May 24, 1972 · North Carolina Court of Appeals · No. 7210SC270
14 N.C. App. 666

STATE OF NORTH CAROLINA v. LARRY DENNIS HINTON

No. 7210SC270

(Filed 24 May 1972)

Appeal by defendant from Brewer, Judge, 15 November 1971 Session of Superior Court held in Wake County.

Defendant was charged in a bill of indictment, proper in form, with felonious larceny and receiving. The State took a nol pros on the receiving charge and prosecuted defendant, who entered a plea of not guilty, only upon the larceny charge.
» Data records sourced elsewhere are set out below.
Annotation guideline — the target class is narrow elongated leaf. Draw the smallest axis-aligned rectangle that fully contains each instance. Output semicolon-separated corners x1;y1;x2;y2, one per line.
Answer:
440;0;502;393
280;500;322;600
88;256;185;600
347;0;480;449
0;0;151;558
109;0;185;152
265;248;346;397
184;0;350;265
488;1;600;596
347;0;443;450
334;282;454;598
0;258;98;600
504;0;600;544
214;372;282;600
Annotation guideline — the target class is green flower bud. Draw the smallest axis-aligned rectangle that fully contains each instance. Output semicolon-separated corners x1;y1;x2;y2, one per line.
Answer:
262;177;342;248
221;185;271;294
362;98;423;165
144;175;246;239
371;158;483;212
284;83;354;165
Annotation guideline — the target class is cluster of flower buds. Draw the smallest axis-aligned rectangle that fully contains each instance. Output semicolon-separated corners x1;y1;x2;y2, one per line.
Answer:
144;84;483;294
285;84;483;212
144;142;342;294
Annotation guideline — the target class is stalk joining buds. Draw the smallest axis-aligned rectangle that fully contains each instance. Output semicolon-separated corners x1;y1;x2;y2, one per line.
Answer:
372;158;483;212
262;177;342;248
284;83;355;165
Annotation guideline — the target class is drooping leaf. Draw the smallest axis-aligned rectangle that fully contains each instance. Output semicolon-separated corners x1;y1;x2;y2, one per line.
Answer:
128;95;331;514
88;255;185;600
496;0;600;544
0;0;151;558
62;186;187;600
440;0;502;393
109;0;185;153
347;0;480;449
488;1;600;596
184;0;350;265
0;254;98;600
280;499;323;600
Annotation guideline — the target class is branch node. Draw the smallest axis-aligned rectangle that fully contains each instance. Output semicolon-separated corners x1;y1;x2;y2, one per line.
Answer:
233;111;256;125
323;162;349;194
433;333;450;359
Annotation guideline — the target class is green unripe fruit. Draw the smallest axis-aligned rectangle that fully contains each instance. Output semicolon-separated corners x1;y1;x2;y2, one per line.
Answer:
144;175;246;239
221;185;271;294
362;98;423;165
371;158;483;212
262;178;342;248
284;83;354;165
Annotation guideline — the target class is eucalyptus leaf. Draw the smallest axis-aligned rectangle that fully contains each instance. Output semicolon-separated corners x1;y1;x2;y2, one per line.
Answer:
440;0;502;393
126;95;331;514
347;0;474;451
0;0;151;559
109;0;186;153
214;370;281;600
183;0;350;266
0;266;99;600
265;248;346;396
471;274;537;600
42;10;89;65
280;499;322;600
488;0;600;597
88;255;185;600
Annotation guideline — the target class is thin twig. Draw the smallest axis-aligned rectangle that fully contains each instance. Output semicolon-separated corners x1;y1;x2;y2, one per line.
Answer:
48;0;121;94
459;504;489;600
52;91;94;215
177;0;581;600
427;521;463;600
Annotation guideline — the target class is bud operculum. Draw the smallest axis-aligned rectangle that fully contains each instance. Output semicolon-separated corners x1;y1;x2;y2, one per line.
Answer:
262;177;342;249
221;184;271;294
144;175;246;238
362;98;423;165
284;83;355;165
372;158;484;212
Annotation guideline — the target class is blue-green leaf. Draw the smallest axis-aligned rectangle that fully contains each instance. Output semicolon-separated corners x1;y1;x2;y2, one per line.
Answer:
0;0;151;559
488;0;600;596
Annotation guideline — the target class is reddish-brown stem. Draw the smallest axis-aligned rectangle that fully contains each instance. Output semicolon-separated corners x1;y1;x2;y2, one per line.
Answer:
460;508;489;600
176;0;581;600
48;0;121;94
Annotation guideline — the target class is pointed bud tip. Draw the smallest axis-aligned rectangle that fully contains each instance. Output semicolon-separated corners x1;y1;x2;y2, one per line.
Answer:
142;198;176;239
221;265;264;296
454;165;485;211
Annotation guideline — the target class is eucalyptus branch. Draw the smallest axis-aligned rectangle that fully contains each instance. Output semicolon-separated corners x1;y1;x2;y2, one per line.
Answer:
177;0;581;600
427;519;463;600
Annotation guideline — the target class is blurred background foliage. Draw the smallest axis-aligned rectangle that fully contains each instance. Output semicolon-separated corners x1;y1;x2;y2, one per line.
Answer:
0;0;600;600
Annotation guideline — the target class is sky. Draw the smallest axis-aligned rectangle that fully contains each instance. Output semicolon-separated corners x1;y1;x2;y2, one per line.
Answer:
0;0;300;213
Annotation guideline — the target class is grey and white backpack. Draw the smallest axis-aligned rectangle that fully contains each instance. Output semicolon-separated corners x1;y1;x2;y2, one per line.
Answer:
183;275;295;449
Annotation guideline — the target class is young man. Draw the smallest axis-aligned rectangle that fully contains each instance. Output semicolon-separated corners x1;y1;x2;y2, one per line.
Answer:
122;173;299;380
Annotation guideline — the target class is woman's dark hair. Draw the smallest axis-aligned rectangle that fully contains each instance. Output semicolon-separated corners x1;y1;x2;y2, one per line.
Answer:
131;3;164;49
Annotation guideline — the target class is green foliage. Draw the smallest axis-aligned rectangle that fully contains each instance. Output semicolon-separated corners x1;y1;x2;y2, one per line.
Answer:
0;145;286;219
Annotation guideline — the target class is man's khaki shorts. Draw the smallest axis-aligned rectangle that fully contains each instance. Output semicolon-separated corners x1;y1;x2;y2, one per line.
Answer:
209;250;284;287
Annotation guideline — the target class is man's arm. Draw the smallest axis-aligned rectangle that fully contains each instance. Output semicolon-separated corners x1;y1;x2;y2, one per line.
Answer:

The State’s evidence tended to show that a step-van-type Chevrolet truck was taken from the premises of Fisher’s Bakery and Sandwich Company in Raleigh during the early morning hours of 10 July 1971. The stolen truck was stopped by a police officer, who was suspicious because of the hour of the morning; defendant was found to be the operator. Defendant had his driver’s license and the vehicle registration was posted in the truck; therefore, the officer had no cause for arrest, because there had been no stolen vehicle report filed on this truck at the time. However, when the same truck was later found abandoned, the officer remembered defendant and defendant’s name.

Defendant’s evidence tended to establish an alibi.

From a verdict of guilty and judgment entered, defendant appealed.

Attorney General Morgan, by Assistant Attorney General Safron, for the State.

Sanford, Cannon, Adams & McCullough, by John H. Parker, for defendant.

BROCK, Judge.

We have carefully examined the record, the evidence, and the judge’s instructions to the jury. The bill of indictment is sufficient to charge defendant with the offense for which he was tried. The trial court was duly organized and had jurisdiction of the defendant and the offense charged. The State’s evidence fully required submission of the case to the jury. The jury was instructed upon the appropriate principles of law. The punish*667ment imposed was within the statutory limits. In our opinion defendant had a fair trial, free from prejudicial error.

No error.

Chief Judge Mallard and Judge Campbell concur.